コンシールドタングでヒルトなし。抜群の切れ味で、5ミリの牛皮でもすっきり切れる。シース作り からキャンプで魚をおろすまで万能。我が家のキャンプで人気ナンバーワンだ。




《No.19》全長22.5cm、刃長11.2pのドロップポイント。厚さは2.0mmのATS34
刃の薄さを利して包丁代わり。ハンドルは鹿の角。さすがに薄いので、テーパードタングではない。




《No.21》全長24.7cm、刃長13.5pのドロップポイント。厚さは4.0mmのカウリY
カウリYの美しさから唯一ミラーにした。ハンドルはブラックウッド。当然テーパードタング




《No.9503》全長36.5cm、刃長21.8pの超重量級の剣鉈モデル。6ミリの440Cから数ヶ月かかって 削りだした。鉈の強さを求め、折れにくく研ぎなおしやすいので440を選んだ。黒皮を鍛造鉈の 肌に見立てた。
小さいほうは全長17.5cm 刃長7.2cmの小刀。刀子の形でATSの1.5mm圧を使っている。魚をさばくなど 細かい作業はこれでする。タッチアッパーをつけて総重量700グラムを超える。ランボーナイフ なんて目じゃない、重さで勝てる。

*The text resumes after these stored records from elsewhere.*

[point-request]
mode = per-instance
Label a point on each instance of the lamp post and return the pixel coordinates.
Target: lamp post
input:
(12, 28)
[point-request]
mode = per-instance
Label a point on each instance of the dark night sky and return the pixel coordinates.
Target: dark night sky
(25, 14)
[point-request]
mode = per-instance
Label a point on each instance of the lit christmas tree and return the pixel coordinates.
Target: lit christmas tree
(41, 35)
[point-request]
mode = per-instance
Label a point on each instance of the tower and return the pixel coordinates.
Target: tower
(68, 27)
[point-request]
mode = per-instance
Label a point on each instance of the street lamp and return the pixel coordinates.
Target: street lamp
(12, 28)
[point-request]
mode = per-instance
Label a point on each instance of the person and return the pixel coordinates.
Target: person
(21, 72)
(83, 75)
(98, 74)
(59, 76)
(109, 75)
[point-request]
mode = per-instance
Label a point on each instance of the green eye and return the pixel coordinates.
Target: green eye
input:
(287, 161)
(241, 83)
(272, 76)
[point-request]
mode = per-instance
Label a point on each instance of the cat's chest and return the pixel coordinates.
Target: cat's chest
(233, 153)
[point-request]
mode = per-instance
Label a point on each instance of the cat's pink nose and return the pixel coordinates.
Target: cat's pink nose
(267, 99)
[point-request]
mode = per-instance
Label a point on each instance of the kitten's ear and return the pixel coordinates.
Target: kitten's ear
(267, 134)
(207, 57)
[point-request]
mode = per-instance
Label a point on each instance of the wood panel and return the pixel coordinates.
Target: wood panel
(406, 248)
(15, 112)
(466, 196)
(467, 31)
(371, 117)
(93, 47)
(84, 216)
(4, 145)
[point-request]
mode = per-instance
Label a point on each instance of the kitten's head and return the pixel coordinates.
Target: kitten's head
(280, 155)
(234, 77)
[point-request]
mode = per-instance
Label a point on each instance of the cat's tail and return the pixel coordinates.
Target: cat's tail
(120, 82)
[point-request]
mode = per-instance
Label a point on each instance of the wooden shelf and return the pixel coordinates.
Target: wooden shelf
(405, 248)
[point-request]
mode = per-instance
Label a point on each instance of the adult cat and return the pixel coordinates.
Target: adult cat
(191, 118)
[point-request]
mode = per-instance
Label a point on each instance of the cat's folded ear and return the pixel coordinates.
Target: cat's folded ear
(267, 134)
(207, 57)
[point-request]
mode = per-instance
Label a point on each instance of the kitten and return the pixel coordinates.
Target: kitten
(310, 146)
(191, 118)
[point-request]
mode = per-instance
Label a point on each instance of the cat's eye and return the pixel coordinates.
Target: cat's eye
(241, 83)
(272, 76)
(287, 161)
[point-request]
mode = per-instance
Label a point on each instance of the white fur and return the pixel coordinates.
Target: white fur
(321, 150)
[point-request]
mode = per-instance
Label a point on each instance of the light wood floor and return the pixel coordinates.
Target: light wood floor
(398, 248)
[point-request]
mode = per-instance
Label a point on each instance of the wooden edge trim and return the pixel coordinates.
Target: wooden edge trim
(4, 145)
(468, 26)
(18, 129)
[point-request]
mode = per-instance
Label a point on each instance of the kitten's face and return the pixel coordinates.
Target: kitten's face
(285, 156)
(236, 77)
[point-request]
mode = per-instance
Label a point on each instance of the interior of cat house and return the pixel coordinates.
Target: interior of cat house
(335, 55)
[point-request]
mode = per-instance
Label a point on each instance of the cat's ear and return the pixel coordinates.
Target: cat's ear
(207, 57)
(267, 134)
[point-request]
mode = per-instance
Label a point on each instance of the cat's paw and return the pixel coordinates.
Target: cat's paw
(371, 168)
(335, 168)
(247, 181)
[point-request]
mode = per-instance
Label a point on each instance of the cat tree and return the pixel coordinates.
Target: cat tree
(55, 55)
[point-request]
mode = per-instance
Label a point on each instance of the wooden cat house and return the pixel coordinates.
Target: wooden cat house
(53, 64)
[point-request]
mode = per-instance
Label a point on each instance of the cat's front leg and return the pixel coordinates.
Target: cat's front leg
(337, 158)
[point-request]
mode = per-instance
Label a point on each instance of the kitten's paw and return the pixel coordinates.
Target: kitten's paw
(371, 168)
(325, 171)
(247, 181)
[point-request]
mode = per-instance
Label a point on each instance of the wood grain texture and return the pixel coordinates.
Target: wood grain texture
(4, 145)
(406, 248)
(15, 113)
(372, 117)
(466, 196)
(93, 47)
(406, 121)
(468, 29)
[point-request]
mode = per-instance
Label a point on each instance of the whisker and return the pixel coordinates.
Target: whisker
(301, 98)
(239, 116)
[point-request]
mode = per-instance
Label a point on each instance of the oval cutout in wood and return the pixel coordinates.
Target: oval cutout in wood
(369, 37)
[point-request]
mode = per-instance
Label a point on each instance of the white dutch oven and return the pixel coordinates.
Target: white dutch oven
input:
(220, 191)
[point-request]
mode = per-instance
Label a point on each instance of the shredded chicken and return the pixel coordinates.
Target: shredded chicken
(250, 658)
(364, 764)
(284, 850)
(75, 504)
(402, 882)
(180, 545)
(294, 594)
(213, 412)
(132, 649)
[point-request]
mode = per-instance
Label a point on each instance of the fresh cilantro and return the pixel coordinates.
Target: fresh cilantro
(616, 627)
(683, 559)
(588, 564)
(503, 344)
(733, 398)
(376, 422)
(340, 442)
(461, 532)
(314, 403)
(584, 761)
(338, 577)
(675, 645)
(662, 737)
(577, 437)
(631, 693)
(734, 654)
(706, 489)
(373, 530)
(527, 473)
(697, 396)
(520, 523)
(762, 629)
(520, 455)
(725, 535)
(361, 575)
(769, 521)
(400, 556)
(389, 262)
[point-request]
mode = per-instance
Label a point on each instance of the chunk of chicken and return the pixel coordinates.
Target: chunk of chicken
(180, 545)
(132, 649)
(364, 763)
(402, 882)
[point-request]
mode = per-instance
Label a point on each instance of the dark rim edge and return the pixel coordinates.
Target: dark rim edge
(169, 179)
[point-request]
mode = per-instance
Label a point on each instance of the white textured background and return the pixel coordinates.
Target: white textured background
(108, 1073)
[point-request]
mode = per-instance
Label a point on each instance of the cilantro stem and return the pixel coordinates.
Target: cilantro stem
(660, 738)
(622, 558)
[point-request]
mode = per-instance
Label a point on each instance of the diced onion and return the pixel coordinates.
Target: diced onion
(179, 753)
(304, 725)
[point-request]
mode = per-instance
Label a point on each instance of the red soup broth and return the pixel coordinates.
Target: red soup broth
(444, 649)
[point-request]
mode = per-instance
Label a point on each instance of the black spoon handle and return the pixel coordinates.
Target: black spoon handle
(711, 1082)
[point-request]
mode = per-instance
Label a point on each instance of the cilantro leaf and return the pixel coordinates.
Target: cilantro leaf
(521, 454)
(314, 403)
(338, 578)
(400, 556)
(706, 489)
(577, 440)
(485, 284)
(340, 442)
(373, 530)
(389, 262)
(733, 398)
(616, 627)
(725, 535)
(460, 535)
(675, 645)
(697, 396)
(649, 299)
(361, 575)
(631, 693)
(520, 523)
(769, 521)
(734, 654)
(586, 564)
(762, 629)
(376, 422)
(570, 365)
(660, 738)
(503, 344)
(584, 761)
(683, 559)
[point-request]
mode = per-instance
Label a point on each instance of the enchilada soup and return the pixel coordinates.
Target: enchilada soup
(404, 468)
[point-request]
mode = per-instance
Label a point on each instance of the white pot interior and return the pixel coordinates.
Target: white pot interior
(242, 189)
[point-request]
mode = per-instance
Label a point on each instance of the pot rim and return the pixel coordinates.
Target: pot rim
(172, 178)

《No.Z30》全長31.5cm、刃長18.8pの剣鉈モデル。4ミリのZDPをテーパードタングでナイフ式 グリップにしてある。
当分ナイフを造る予定は無いので、これが私のマスターピースだ。
切れ味と使いやすさはすばらしい。鉈として枝払いした後で、包丁代わりに使える。「ヒゲも剃れそうな・・」 という形容にふさわしい。シースもがっちりきれいにできたので、これで当分打ち止めとした。
使わないで飾るものではないので、当分(おそらく一生)これだけあれば足りるだろう。





ナイフのページはここまでです。この記事の後左手が腱鞘炎になり、陶芸もナイフ作りもストップさせたままです。 いつの日か再開するかもしれませんが、使う道具が一通り出来たからもういいかなとも思います。